We found safe harbor with her parents in her hometown for a few weeks until a derecho decimated Cedar Rapids. I had started the architectural portrait in pencil of the A T Averill house prior and painted it post in Grandview for three weeks at her grandmother’s home until power and internet returned. A room in the Averill house became my studio for this artwork and sheltered us from the storm.
Spent the remainder of the summer, autumn, winter, and into the spring working with color and composition wishing to open up into exploring abstraction. Once the new studio space was set up I began building dozens of large canvases just before another surgery to repair my foot from a car wreck. This put me on my duff for several months so I began drawing with alcohol-based markers filling whole sheets of archival paper.

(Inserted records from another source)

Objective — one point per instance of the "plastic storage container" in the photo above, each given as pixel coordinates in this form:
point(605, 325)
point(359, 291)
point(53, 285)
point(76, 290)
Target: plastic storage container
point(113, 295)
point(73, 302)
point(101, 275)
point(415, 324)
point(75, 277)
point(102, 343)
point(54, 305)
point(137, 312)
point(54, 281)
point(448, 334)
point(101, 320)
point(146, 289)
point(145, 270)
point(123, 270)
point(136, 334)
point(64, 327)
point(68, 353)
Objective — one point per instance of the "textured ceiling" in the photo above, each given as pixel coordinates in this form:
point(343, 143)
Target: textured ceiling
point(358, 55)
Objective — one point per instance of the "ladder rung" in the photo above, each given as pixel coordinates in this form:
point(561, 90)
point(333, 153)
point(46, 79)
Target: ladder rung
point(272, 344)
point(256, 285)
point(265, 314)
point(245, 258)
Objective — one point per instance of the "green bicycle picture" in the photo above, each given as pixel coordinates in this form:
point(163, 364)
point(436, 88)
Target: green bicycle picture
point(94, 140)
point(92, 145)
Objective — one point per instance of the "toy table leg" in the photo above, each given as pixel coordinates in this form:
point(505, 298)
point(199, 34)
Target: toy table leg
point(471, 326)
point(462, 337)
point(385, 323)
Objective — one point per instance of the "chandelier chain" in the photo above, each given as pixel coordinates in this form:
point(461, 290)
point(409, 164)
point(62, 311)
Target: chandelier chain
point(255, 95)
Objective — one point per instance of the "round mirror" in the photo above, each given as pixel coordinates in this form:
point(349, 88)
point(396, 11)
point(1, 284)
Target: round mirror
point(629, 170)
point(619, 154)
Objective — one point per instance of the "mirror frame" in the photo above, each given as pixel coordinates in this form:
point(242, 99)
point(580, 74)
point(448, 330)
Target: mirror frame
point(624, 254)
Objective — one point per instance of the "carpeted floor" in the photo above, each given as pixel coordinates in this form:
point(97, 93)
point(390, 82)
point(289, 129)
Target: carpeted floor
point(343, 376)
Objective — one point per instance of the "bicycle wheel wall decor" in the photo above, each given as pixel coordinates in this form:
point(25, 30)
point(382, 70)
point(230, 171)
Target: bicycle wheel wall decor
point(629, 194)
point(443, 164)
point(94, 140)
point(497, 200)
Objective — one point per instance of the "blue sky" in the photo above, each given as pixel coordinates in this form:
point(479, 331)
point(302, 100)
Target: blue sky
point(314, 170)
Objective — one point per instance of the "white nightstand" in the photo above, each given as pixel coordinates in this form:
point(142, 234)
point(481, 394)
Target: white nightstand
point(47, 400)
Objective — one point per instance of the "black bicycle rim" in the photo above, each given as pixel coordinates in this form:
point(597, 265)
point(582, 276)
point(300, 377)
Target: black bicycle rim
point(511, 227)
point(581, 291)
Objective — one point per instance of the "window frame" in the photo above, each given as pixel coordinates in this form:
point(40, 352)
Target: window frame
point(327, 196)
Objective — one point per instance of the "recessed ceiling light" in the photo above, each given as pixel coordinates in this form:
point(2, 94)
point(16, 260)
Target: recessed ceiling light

It is usually good to have an idea to explore with your work while searching for multiple answers to questions you find interesting. Looking at images from electron microscopes and images from deep space telescopes I found these tiny and gigantic worlds enveloping our lives while reaching far from the world we live on. I found the coloring choices scientists make of these black and white images fascinating by helping to define these pictures of creatures and landscapes more clearly.
I explored how colors relate to each other through designs and patterns. Warm colors versus cool colors. Positive space versus negative space. The paints I use are fluorescent at times; some glow under black light and most have an ultraviolet light resistance, which allows them to remain vivid for decades. Initially, I was working very tight on smaller canvasses. Eventually, I became more comfortable opening up to the space provided by larger surfaces. Finally, things began to integrate and overlap.
No matter how bad I thought a drawing or painting was going I forced myself to complete it and then move on. Every one of these artworks went through a period of time where I felt it was ugly or not working out. It can be as frustrating as it is rewarding to make art. Not everything you make will be great. As an artist, you do not know how people will respond. Pieces I feel are strongest for me may not be the same for anyone else. You never know until you put it out there. Stopping when things are difficult assures your work will never get better. So why quit if you are behind when you can just keep making art and see where you end up instead?